Iberia
- First edition
- Author: James A. Michener
- Language: English
- Publisher: Random House
- Publication date: 1968
- Publication place: United States
- Media type: print
- Pages: 818 pp.
- ISBN: 0-394-42982-6

= Iberia (book) =

1968 book by James A. Michener

Iberia, by James A. Michener (original title: Iberia: Spanish Travels and Reflections, subtitled Photographs by Robert Vavra), is an illustrated travel book published in April 1968 that details the author's exploration of Spain as it was in the decades leading up to the mid-1960s.
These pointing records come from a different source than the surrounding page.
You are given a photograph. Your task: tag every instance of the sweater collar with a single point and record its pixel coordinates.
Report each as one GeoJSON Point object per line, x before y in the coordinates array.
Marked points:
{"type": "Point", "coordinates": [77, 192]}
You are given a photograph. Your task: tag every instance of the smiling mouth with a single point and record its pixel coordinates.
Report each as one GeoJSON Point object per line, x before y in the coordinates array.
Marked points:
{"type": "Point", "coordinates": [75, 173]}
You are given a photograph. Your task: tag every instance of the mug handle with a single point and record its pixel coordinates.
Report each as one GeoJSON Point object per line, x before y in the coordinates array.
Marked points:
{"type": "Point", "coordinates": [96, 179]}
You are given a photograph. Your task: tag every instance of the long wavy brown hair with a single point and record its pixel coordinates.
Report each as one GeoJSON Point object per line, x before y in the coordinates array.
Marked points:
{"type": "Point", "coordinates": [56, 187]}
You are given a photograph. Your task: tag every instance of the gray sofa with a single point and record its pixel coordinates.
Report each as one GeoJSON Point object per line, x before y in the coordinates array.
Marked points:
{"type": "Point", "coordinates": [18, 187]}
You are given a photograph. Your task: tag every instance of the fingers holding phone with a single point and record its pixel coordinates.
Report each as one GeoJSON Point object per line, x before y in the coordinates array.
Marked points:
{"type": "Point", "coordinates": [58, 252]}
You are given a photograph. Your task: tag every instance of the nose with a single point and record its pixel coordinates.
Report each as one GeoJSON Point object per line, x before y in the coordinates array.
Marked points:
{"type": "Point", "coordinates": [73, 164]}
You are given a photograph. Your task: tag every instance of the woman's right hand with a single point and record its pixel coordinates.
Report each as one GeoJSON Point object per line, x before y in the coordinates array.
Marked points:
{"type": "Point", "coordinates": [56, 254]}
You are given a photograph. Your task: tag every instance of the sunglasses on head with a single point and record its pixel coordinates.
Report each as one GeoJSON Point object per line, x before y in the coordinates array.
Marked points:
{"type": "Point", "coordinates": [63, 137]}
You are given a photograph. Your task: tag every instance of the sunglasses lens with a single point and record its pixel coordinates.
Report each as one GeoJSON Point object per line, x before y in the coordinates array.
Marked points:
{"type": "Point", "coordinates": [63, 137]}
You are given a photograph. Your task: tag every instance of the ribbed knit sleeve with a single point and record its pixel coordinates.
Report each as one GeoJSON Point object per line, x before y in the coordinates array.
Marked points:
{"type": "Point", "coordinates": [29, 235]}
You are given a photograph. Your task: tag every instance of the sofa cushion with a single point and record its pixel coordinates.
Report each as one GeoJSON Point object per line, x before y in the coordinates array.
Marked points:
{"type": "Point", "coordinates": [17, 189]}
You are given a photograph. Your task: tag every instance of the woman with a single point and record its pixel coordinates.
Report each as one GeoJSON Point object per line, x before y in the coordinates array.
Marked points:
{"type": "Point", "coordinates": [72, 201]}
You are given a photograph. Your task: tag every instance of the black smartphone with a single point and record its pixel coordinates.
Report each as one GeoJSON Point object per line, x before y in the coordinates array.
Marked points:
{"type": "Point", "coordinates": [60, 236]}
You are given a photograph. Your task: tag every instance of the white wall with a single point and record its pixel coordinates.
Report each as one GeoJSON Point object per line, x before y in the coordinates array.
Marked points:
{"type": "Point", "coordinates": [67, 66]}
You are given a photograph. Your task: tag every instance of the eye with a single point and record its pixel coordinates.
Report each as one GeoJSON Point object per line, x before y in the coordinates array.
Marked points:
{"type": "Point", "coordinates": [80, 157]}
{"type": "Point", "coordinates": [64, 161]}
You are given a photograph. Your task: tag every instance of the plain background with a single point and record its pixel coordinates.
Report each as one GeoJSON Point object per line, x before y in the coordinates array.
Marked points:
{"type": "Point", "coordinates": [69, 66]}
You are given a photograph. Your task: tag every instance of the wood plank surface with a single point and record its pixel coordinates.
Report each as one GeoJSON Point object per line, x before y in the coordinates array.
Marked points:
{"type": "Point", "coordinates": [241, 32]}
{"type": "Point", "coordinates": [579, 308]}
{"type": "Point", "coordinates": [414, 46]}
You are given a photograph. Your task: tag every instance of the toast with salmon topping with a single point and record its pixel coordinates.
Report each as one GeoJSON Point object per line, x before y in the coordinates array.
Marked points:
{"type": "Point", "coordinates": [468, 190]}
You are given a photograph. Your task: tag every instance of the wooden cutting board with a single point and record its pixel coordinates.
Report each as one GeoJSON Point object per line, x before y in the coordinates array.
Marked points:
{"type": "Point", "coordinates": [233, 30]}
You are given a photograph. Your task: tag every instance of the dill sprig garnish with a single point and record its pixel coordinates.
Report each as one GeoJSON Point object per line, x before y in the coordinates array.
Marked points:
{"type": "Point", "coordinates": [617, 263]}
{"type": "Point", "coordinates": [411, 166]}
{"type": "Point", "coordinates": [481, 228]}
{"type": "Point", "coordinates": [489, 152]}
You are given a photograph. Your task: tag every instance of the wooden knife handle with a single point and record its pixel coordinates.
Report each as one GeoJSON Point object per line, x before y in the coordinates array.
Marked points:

In researching the book, Michener visited Spain numerous times over a period of 40 years, also referring to it as his "second home".

== Chapters ==
1. Introduction
2. Badajoz
3. Toledo
4. Cordoba
5. Las Marismas
6. Sevilla
7. Madrid
8. Salamanca
9. Pamplona
10. Barcelona
11. The Bulls
12. Teruel
13. Santiago de Compostela
- Index

== Themes ==
Michener takes a measured, literary view on such subjects as the Moorish occupation, Islam, Catholicism, Francisco Franco, bullfighting, and other controversial themes.

Michener shows to be very prescient, as in his talk of national cycles of rebirth (p. 837): "And one of these days, (change) will be true even of Russia, and we had better be prepared to admit it ... though (in the United States) we fight against it and blind our eye and conscience to the fact".